À titre d'information

Le chef du Parti québécois parle de la signification du serment au roi

Le 21 octobre, après avoir juré fidélité au peuple québécois mais refusé le serment de fidélité au roi Charles III, le chef du Parti québécois, Paul St-Pierre Plamondon, a tenu une conférence de presse au cours de laquelle il a entre autres exposé son point de vue sur ce que signifie prêter un serment d'allégeance.

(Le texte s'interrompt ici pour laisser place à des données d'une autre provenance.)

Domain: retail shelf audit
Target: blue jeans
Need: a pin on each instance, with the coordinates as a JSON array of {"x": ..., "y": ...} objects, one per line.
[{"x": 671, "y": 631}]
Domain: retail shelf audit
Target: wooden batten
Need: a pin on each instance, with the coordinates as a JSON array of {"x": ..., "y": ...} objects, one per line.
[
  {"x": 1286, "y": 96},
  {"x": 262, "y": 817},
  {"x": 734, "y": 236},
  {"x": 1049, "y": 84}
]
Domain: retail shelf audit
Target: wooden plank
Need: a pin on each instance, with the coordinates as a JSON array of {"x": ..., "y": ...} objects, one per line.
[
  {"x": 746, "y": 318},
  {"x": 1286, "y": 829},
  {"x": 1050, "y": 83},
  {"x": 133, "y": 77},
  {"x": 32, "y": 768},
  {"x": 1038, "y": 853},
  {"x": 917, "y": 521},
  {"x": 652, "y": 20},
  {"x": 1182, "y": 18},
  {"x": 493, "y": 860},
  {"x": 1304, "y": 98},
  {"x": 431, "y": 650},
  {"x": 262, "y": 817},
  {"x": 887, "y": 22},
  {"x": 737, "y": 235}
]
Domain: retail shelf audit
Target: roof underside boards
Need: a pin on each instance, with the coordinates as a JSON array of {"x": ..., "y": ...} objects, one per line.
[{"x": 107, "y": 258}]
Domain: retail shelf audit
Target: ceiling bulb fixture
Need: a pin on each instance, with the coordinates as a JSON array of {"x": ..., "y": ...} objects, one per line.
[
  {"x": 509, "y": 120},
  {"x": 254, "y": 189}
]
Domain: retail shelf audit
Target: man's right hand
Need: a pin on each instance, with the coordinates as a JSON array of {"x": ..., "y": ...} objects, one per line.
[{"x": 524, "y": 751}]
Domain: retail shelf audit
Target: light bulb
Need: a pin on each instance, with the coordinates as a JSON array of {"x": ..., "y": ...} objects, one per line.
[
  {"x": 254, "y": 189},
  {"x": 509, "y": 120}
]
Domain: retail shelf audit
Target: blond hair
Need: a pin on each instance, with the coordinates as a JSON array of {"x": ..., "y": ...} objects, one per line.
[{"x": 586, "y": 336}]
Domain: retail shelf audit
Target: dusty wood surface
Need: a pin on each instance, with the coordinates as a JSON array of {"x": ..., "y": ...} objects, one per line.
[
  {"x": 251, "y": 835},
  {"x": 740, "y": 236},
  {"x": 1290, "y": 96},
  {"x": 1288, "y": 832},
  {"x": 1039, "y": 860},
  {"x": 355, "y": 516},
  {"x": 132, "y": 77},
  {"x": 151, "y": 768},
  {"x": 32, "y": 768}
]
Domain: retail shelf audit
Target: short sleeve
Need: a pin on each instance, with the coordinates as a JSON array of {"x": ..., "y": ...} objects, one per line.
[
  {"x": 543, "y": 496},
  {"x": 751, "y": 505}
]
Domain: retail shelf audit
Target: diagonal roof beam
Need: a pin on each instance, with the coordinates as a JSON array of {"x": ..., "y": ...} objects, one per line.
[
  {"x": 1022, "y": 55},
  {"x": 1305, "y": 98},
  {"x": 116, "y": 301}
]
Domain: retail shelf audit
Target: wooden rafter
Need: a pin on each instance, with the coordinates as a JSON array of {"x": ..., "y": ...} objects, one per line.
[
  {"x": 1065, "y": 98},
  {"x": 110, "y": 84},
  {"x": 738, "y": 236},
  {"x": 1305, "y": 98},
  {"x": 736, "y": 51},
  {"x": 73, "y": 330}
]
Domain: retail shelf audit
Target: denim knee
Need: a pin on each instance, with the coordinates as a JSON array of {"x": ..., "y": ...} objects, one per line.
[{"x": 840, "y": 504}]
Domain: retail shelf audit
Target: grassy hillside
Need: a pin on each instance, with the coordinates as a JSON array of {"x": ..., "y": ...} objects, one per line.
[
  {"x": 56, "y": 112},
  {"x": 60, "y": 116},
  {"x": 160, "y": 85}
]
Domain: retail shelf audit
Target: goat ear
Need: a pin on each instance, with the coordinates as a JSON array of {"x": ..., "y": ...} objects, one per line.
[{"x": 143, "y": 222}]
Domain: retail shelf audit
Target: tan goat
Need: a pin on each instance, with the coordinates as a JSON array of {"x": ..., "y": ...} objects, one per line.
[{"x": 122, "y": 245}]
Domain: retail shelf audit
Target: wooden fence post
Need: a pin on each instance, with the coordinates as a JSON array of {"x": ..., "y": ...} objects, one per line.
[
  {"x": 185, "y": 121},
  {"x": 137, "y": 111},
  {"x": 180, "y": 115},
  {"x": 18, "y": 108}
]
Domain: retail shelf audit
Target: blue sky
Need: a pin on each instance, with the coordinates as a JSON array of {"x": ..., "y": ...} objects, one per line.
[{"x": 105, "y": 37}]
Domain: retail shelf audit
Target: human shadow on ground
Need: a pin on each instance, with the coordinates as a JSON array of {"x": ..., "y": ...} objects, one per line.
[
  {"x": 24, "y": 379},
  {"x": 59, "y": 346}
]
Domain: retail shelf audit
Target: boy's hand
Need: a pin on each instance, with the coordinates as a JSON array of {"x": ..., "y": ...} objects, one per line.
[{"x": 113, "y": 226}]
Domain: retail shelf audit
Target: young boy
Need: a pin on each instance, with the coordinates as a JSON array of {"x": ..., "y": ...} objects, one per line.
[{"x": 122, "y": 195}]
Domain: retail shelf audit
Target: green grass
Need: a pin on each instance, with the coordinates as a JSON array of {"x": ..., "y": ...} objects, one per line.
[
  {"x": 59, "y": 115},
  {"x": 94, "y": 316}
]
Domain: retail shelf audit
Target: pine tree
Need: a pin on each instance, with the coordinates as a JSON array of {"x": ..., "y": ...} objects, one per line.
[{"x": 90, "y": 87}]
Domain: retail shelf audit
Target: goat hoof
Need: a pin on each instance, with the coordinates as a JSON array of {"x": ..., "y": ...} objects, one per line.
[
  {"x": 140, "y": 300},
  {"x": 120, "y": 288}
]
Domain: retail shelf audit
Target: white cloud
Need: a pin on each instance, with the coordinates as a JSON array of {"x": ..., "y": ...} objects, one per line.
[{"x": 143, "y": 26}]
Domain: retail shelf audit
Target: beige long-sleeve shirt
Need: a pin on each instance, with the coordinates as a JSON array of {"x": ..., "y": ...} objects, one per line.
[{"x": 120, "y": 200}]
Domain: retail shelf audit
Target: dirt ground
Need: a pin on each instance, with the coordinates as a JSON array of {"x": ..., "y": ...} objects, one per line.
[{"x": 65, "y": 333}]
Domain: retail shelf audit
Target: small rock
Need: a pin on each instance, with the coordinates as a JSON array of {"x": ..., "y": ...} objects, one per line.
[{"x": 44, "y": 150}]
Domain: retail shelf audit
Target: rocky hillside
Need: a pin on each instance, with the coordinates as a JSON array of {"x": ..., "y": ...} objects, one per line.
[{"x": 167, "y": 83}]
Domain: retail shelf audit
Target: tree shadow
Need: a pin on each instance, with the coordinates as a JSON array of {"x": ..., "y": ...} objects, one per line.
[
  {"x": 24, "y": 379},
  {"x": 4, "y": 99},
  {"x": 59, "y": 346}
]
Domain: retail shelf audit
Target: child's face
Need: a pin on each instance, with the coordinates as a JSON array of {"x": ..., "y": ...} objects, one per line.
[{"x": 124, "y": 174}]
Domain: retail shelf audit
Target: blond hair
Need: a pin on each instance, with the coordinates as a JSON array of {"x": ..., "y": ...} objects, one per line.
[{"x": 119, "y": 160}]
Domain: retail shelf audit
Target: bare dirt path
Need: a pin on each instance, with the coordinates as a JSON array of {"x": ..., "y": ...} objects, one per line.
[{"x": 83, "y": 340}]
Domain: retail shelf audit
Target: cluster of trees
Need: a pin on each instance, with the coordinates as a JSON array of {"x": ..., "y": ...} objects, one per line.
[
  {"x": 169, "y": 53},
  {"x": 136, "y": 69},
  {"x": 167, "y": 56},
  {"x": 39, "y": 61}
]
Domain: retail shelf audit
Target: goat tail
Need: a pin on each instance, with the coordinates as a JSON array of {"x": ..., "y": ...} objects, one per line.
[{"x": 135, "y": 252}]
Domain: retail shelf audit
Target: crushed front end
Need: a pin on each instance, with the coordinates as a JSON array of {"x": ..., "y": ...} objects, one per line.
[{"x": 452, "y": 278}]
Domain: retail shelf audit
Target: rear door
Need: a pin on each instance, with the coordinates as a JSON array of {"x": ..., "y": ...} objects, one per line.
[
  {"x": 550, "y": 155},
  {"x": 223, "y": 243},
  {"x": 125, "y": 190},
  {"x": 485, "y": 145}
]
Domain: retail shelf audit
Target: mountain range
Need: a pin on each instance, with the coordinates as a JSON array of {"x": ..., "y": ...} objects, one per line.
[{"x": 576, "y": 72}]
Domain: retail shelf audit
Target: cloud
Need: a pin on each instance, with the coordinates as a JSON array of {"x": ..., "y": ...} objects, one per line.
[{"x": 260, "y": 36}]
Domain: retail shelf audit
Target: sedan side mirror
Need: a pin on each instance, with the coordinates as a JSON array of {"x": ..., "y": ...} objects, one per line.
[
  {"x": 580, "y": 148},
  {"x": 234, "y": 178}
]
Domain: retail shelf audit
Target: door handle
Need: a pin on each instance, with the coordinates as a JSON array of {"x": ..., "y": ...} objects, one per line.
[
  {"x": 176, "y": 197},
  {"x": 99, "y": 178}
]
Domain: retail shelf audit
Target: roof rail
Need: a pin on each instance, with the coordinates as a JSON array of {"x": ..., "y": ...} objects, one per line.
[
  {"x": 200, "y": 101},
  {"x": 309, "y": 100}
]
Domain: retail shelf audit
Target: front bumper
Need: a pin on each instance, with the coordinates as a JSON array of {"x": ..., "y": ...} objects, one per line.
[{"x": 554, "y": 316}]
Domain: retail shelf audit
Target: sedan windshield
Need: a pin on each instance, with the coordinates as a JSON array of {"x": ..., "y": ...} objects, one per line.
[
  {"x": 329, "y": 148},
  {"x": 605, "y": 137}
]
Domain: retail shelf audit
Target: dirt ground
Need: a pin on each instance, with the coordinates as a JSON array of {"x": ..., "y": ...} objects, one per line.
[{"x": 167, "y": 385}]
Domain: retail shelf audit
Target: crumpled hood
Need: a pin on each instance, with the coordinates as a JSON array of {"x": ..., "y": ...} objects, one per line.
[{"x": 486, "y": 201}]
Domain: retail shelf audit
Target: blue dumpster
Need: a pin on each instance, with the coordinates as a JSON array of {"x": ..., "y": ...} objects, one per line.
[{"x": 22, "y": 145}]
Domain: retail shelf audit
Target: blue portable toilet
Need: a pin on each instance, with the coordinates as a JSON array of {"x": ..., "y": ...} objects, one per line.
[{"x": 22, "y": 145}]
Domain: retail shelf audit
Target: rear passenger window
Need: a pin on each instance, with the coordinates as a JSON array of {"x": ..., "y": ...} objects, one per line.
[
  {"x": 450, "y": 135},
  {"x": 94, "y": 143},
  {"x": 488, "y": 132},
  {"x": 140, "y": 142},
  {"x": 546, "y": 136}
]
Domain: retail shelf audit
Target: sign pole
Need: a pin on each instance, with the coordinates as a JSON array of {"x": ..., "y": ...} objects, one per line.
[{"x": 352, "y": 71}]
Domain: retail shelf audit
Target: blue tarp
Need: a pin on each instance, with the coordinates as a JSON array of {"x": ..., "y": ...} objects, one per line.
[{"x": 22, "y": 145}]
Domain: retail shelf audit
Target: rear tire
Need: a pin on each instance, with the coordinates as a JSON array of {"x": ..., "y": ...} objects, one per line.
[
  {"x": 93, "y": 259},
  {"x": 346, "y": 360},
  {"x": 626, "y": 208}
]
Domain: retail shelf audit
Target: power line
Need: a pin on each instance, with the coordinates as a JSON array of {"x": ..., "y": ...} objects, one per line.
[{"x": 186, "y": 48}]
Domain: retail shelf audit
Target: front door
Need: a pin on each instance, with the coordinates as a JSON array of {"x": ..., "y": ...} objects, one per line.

« Nous sommes aujourd'hui dans une ère où le consentement est au coeur de plusieurs débats sociaux et à juste titre », a-t-il souligné. Voici un extrait de son intervention :

Le chef du Parti québécois Paul St-Pierre Plamondon en conférence de presse le 21 octobre 2022

« Je suis très heureux et très touché de vous voir nombreux ici ensemble pour célébrer notre serment sincère au peuple du Québec. Car un serment révèle une réelle signification, confère bel et bien un sens à notre engagement politique. Qui voudrait vivre dans un monde où rien n'a de sens ? Ni la parole donnée, ni le drapeau hissé, ni les symboles qui sont affichés, ni le passé de ses propres grands-parents, ni l'avenir de ses propres petits enfants, un monde ou tout serait relatif, vague et sans importance. Un monde où les promesses peuvent être rompues, où les convictions sont molles, interchangeables et changent au gré du vent dominant de la conjoncture, de la mode ou des ambitions. Un monde où il serait normal de dire le contraire de ce que l'on pense et de penser le contraire de ce que l'on dit.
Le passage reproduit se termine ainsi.